Utopie und Ökologie
Aufgeblättert: »Ökosozialismus« von Alexander Neupert-Doppler
Die Ideengeschichte des Ökosozialismus als Utopie geht auf eine jahrzehntelange Geschichte zurück – von den Neuen Sozialen Bewegungen über die Anfänge der Grünen, den Ökofeminismus und die defensiven Abwehrkämpfe der 1990er Jahre bis hin zu den aktuellen Debatten um die Klimakrise und Degrowth. Anhand von 50 Texten aus 50 Jahren ökosozialistischer Debatte zeichnet der Autor Alexander Neupert-Doppler diese spannende und widerspruchsvolle Geschichte nach. Die Bandbreite der Ideen dabei ist groß: Von Ökoanarchismus bis Ökodiktatur, von Reform und Transformation bis hin zu Bruch und Revolution. Auch die Frage einer ökosozialistischen Partei und der Kampf um die Parlamente wurden immer wieder kontrovers debattiert. Alle diese Auseinandersetzungen werden gut kontextualisiert und gerade die unrühmliche Geschichte der bundesdeutschen Grünen wird sehr überzeugend dargestellt. Das Buch arbeitet ausgiebig mit Zitaten aus Originaltexten, die kursiv gedruckt sind. Das mag beim Lesen stören, hat aber den Vorteil, einen recht authentischen Einblick in die Debatten zu geben. Die Beschäftigung mit den Auseinandersetzungen der letzten 50 Jahre sieht der Autor als Möglichkeit, den Blick für die bevorstehenden Aufgaben zu schärfen. Zunächst muss es darum gehen, sich aus der »Zange zwischen Rechten und Liberalen« zu befreien.
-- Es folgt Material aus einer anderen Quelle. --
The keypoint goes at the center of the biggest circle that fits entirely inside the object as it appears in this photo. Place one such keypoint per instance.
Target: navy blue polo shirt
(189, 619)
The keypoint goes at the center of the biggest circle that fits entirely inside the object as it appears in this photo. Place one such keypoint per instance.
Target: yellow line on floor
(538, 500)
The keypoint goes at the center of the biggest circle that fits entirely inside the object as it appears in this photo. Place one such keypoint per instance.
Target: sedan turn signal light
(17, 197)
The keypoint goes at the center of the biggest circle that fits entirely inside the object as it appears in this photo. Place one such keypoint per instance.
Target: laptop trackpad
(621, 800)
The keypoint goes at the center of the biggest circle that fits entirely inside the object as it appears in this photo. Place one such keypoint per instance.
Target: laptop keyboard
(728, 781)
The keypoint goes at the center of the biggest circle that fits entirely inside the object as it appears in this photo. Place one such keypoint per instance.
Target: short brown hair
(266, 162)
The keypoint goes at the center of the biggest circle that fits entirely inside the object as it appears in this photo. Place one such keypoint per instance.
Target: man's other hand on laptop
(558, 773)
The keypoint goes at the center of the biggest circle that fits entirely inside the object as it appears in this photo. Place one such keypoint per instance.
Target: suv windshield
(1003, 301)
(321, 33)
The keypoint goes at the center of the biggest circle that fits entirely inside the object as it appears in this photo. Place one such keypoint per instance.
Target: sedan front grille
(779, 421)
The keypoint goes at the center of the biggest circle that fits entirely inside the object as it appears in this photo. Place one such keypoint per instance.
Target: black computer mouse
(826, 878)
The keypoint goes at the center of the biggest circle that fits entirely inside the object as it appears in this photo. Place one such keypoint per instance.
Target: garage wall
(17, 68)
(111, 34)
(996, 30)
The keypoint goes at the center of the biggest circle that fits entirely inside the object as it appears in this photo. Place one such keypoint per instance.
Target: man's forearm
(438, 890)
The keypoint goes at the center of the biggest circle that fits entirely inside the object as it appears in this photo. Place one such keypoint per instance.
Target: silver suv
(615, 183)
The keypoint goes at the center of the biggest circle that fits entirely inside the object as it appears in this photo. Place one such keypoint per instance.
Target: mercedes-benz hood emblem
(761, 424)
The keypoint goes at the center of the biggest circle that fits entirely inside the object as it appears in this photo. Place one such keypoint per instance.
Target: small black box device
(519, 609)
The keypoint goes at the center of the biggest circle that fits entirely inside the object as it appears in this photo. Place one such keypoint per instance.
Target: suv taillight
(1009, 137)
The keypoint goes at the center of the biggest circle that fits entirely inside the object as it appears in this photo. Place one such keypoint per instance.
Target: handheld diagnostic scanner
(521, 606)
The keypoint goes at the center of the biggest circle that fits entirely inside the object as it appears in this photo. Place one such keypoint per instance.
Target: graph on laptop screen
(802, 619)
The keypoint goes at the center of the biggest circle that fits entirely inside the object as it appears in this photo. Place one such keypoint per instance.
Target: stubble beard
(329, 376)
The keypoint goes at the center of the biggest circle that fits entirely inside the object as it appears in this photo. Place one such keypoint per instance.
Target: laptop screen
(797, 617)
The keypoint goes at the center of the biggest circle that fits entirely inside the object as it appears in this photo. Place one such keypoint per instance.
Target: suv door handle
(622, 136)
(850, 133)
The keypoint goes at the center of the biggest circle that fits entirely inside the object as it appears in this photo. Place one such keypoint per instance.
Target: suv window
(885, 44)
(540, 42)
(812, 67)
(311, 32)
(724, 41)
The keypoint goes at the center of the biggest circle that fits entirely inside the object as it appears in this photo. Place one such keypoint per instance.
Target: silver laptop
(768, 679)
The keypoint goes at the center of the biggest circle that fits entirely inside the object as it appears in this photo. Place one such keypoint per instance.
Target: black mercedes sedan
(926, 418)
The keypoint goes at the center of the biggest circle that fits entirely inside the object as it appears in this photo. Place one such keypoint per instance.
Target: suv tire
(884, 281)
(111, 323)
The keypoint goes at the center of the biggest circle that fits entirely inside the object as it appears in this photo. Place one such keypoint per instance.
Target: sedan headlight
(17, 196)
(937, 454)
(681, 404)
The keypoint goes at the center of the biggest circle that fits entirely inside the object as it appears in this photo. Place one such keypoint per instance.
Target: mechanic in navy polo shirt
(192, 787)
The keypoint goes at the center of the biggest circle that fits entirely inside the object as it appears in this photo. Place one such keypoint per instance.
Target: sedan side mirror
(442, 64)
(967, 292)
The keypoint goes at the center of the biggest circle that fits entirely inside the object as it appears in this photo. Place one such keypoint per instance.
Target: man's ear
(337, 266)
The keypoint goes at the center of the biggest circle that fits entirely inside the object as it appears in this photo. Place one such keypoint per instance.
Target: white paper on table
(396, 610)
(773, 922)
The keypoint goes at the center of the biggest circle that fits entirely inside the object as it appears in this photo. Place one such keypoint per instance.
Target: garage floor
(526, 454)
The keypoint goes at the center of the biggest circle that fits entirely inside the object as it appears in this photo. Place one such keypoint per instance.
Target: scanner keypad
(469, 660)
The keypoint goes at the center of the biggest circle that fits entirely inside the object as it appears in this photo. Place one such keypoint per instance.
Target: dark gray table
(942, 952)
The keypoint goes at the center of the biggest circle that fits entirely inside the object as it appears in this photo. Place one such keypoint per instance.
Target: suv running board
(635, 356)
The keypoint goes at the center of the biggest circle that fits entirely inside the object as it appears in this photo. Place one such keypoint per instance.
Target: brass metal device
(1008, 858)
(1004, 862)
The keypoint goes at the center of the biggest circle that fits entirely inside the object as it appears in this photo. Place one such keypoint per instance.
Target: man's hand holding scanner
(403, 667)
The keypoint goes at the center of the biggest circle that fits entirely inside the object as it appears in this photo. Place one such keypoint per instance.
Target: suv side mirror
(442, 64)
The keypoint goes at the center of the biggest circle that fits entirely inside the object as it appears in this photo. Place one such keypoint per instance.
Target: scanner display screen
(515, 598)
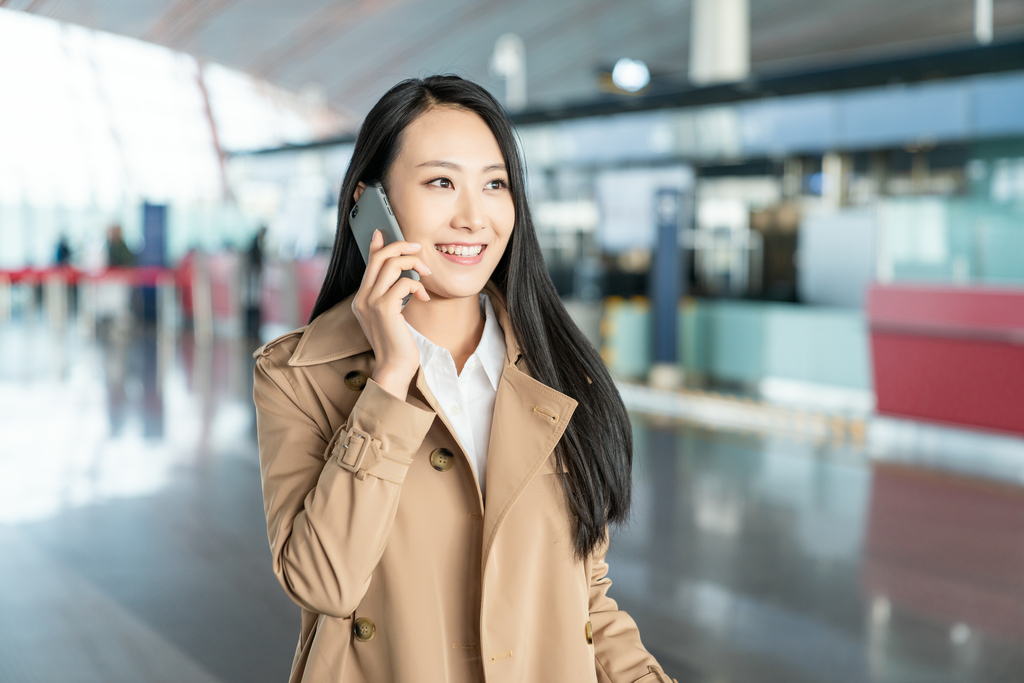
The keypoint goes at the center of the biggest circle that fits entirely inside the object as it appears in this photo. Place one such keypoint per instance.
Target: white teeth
(459, 250)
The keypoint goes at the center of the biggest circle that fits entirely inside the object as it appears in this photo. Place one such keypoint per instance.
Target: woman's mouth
(462, 254)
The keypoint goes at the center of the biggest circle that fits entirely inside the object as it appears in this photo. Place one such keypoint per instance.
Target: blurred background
(794, 228)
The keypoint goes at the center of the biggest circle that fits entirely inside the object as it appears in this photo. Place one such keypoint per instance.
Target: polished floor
(133, 546)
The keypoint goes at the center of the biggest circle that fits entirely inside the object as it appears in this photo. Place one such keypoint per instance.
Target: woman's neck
(453, 324)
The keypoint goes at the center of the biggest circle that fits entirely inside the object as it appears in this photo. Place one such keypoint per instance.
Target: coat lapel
(528, 420)
(529, 417)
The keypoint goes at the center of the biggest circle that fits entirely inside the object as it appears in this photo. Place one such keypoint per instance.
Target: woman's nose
(469, 212)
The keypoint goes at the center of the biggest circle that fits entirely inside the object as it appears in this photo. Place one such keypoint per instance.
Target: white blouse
(468, 399)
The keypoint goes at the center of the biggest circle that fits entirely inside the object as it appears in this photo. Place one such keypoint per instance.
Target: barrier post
(5, 304)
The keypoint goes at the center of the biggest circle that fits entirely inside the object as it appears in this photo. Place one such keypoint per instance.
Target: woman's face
(449, 188)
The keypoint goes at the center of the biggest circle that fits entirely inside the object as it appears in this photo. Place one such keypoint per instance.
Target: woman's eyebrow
(456, 167)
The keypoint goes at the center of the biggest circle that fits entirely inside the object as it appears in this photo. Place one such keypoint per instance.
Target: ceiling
(353, 50)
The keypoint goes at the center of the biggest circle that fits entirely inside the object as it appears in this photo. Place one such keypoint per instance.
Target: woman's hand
(378, 307)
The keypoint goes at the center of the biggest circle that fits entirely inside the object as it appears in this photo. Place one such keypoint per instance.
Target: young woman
(438, 480)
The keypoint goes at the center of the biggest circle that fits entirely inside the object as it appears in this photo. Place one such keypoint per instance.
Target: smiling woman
(382, 428)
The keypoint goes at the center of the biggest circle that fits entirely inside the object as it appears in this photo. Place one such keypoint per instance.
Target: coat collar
(337, 334)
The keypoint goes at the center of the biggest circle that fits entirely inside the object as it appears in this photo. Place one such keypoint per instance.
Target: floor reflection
(756, 558)
(135, 548)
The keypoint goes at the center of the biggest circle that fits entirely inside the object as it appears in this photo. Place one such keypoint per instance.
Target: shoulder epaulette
(265, 348)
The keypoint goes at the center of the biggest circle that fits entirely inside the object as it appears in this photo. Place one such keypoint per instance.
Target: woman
(377, 458)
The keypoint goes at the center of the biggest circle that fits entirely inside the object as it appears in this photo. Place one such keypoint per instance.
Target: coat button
(355, 380)
(441, 459)
(364, 629)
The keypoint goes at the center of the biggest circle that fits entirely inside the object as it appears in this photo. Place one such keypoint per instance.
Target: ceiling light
(630, 75)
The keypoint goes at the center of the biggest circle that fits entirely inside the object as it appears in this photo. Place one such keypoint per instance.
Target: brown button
(364, 629)
(441, 459)
(355, 380)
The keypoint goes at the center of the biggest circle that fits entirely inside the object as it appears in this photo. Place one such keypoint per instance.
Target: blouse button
(355, 380)
(441, 460)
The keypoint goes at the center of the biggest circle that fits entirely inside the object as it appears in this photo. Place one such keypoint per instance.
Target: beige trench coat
(382, 538)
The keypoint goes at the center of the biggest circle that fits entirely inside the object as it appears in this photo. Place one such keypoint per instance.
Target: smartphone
(371, 213)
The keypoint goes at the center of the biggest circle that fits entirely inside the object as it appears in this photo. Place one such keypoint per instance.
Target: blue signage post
(667, 274)
(154, 252)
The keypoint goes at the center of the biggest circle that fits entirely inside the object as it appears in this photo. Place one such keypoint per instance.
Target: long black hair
(596, 449)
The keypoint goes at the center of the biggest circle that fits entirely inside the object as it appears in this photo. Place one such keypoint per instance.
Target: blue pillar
(667, 274)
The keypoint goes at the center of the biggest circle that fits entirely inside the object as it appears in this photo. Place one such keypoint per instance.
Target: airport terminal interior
(794, 230)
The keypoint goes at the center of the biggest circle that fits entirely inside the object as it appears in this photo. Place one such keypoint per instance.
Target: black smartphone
(371, 213)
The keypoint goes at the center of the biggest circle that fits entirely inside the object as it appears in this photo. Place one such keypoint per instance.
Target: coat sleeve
(620, 655)
(330, 501)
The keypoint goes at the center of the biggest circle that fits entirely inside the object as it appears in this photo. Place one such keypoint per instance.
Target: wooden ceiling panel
(355, 49)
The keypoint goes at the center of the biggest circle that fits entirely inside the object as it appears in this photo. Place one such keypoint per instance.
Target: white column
(983, 20)
(720, 41)
(509, 61)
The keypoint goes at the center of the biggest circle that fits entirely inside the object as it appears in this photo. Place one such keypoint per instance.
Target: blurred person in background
(62, 253)
(115, 297)
(253, 288)
(383, 429)
(118, 253)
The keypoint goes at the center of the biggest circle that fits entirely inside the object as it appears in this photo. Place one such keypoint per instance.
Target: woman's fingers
(391, 270)
(379, 255)
(401, 289)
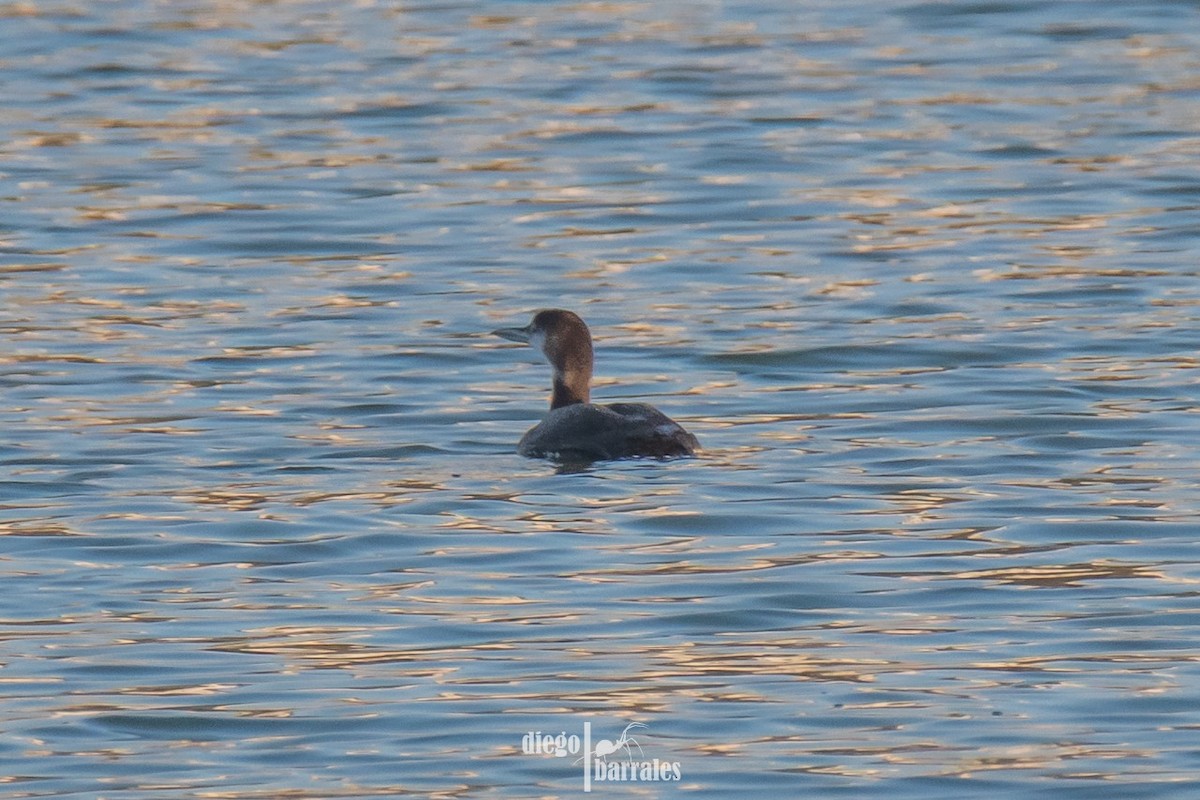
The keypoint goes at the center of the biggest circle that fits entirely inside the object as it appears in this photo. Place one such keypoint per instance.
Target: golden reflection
(1059, 575)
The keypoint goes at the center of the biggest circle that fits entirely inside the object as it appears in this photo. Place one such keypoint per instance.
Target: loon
(576, 429)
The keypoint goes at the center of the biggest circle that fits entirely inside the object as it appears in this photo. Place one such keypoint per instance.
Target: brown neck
(564, 395)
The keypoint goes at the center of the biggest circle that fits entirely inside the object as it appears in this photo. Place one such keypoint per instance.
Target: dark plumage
(575, 428)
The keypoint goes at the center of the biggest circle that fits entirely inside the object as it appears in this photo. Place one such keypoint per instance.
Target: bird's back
(591, 432)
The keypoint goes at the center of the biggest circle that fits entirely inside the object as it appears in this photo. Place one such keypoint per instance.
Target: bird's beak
(514, 334)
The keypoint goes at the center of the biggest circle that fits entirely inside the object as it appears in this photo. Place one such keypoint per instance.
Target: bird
(575, 428)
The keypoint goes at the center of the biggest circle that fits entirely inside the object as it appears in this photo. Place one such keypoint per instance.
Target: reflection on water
(922, 277)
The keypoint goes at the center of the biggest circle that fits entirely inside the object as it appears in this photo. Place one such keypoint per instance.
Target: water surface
(921, 276)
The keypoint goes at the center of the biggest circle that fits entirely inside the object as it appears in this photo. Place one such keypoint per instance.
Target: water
(921, 276)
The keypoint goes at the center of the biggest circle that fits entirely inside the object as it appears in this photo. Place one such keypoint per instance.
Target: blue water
(921, 276)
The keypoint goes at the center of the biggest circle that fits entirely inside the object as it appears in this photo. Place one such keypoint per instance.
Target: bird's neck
(570, 388)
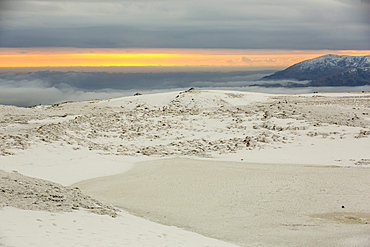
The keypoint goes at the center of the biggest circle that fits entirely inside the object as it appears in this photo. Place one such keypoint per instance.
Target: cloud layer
(251, 24)
(55, 87)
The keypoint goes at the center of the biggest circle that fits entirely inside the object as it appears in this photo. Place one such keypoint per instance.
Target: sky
(179, 33)
(186, 43)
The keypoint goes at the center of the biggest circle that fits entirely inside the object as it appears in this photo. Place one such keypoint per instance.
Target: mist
(50, 87)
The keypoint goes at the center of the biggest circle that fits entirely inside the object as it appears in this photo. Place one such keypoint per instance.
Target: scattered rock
(36, 194)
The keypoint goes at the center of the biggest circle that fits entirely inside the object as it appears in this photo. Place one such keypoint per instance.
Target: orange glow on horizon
(70, 57)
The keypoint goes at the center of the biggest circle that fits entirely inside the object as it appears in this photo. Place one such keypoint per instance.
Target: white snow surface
(70, 142)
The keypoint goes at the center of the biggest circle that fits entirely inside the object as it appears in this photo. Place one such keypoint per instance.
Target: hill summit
(328, 70)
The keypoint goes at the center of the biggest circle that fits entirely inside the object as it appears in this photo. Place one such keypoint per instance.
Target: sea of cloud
(49, 87)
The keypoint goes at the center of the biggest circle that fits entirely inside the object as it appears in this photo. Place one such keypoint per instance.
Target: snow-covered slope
(319, 67)
(289, 136)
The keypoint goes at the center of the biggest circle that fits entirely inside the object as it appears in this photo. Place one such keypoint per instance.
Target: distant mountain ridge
(328, 70)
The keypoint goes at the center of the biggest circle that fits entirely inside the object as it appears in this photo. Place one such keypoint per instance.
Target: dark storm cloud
(251, 24)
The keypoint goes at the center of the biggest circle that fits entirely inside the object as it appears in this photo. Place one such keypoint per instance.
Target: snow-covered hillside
(321, 67)
(269, 149)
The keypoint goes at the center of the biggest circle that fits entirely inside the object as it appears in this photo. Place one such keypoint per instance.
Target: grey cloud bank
(48, 87)
(248, 24)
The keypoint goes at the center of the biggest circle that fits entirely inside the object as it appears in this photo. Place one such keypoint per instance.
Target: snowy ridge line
(196, 123)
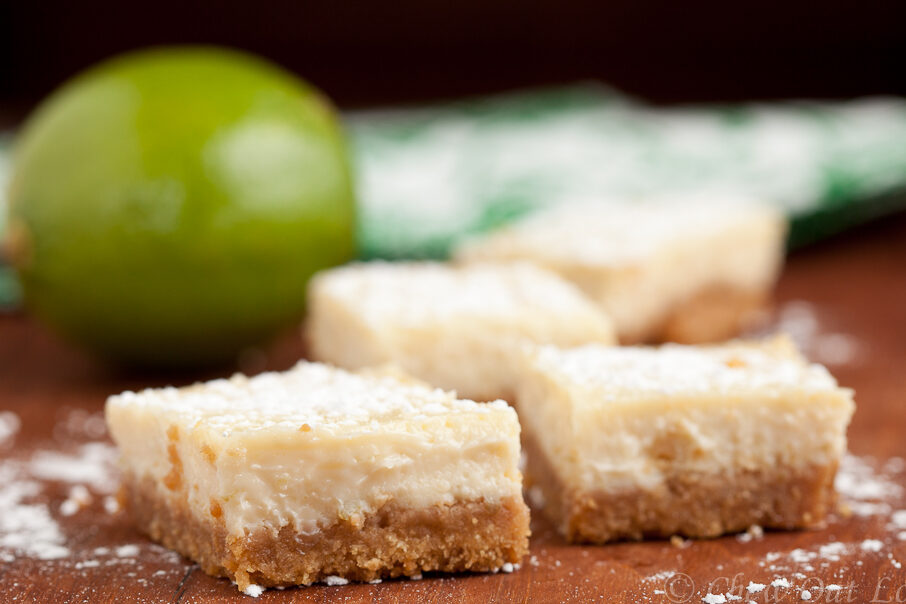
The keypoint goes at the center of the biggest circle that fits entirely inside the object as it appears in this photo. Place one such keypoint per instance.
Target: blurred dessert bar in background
(678, 269)
(454, 327)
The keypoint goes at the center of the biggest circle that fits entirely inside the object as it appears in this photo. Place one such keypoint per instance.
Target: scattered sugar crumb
(754, 588)
(898, 519)
(536, 497)
(111, 504)
(78, 498)
(127, 551)
(9, 426)
(872, 545)
(93, 464)
(659, 576)
(754, 532)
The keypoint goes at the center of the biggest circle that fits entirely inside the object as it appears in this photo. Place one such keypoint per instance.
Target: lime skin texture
(168, 207)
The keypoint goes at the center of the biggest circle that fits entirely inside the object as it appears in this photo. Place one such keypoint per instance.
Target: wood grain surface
(853, 287)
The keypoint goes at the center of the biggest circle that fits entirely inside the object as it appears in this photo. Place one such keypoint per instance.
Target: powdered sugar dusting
(310, 393)
(618, 372)
(9, 425)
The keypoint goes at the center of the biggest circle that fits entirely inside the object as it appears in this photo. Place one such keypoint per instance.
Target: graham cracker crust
(394, 541)
(714, 314)
(689, 504)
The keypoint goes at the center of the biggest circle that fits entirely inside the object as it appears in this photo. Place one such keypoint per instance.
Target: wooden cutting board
(846, 299)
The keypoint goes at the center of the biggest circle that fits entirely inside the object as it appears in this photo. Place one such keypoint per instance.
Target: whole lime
(168, 207)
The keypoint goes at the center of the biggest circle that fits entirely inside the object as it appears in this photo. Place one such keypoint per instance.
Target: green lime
(168, 207)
Wie die dazu notwendige »Artikulation von Bedürfnissen« konkret aussehen könnte, erfahren wir im Buch nicht. Es bleibt die Aufforderung, die »ökosozialistische Utopie als Motivationsquelle« zu begreifen, um zu einer »wirklichen Bewegung« zu werden.
Alexander Neupert-Doppler: Ökosozialismus. Mandelbaum, Wien, Berlin 2022. 204 Seiten, 14 EUR.